If the points are duplicate over multiple processes, one has to adjust the global indices on all other processes, which makes it non-trivial (i.e. requires a global exscan) to write data in parallel, and would make the data more challenging to read in again at a later stage, as one would have to eliminate duplicate points.

Thus I would go for the non-duplicate version, i.e. I have M global nodes, which in the connectivity array is filled with the global indices. However, then it is unclear to me how to specify that a node is shared between multiple (let say two) processes, as the only information we provide in the VTKHDF file is

We describe the split into partitions using HDF5 datasets NumberOfConnectivityIds, NumberOfPoints and NumberOfCells.

However, this doesn’t indicate the start and end of NumberOfPoints.
Following is a minimal example of how a mesh is distributed in my code:

We have a 1x1 unit square consisting of two triangles, and in total four nodes.
Each processes owns a single triangle, lets say
Proc 0 owns the cell with vertices [0,0], [1,0], [0,1]
Proc 1 owns the cell with vertices [1,0], [1,1],[0,1]

If we write the unique nodes to file, say in the following order
[[0,0],[1,0],[0,1],[1,1]]
we need to indicate that process 0 has to access the first three points, range [0,3) while process 1 wants to access the nodes in range [1, 4).

I am not sure how to specify this with VTKHDF.

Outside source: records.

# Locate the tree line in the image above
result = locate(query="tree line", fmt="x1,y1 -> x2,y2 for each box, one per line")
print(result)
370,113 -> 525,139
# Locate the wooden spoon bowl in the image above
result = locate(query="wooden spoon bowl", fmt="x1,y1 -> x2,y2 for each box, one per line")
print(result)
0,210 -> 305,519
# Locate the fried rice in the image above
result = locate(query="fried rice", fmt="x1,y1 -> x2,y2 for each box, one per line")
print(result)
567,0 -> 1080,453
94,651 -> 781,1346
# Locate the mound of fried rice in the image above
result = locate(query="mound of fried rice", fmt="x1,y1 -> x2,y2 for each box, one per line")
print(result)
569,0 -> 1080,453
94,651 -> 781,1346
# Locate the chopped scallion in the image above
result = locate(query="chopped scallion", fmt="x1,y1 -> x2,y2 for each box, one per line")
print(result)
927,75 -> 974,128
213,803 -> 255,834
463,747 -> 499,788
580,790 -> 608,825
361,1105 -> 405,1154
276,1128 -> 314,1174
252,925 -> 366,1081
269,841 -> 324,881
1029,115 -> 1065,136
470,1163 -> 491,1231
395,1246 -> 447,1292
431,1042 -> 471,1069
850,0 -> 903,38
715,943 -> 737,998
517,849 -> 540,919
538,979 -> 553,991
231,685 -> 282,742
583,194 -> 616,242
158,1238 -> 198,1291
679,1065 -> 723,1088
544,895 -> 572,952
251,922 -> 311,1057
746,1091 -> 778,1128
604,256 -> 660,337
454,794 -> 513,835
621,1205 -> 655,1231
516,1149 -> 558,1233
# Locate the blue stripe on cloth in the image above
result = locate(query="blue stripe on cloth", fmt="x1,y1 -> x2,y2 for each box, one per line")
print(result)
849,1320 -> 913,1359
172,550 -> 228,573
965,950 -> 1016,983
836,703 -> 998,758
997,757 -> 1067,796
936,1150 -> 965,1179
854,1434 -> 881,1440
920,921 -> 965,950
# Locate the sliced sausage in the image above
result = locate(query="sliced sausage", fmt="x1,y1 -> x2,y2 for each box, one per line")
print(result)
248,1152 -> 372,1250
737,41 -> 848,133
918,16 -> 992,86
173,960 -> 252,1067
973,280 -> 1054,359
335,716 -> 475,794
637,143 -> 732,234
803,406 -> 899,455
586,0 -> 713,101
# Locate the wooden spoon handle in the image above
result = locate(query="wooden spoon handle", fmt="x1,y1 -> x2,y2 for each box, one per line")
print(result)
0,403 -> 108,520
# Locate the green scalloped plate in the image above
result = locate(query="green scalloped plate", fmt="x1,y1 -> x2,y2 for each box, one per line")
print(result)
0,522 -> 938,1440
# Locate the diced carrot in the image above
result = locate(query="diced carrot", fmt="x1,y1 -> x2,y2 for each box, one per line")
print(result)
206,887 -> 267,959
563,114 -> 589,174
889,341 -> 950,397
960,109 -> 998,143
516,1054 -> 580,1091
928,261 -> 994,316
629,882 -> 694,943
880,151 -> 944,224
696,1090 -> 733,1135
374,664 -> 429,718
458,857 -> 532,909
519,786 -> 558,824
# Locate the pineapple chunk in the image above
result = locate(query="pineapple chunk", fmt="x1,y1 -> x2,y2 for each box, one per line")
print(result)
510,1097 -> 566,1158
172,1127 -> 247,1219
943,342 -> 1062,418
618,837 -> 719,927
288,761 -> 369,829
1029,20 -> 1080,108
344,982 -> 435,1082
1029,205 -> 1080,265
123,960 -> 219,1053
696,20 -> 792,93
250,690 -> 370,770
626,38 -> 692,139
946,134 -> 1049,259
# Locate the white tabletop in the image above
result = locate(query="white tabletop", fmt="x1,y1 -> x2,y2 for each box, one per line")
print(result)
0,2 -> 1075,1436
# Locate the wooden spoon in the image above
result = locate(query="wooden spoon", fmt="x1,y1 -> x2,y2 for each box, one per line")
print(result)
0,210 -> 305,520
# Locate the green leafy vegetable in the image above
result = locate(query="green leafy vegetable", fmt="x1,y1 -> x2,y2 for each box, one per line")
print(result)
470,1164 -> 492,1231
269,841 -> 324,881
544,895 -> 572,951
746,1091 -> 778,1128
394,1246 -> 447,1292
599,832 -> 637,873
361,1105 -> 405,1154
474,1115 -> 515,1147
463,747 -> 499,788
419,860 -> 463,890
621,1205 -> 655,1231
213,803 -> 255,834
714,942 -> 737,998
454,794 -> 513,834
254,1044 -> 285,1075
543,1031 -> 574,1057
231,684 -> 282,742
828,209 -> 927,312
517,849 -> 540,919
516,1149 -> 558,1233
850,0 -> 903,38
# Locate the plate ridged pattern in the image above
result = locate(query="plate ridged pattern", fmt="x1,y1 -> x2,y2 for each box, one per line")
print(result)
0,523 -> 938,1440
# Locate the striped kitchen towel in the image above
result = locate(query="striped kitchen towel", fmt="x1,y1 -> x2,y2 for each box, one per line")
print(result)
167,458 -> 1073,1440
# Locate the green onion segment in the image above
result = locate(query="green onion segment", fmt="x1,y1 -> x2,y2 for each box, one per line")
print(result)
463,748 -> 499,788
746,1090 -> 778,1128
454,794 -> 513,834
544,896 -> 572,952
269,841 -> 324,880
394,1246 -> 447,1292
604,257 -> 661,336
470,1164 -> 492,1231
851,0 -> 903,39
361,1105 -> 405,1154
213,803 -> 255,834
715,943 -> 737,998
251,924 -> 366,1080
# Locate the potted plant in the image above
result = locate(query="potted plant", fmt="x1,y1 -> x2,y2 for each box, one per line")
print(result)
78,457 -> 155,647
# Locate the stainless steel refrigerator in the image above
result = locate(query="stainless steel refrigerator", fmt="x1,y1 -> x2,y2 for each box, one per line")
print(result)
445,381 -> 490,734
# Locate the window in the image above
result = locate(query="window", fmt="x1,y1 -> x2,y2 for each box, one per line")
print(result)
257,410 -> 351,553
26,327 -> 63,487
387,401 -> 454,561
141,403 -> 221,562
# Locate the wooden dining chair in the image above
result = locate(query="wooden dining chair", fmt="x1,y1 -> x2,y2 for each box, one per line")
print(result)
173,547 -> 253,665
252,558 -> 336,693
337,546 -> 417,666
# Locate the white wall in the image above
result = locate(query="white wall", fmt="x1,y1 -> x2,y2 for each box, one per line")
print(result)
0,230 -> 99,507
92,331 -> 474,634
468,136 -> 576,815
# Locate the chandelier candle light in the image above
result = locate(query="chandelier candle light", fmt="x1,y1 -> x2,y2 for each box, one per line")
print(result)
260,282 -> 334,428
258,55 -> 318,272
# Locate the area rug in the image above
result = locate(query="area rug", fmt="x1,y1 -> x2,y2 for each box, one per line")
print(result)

To make the issue even clearer, one could add another process with a single cell
[-1,0], [0,0], [0, 1], where we append [-1,0] at the end of the points array, meaning that process (2) would need point indices 0, 2 and 4 available (as that would be the connectivity array).

Would NumberOfPoints be three for each process?

To have a complete meshes on each node, you’ll have to duplicate points. In your example, the two triangles share two points and those points are duplicated on the two nodes. This is also what you have to write in the VTKHDF file.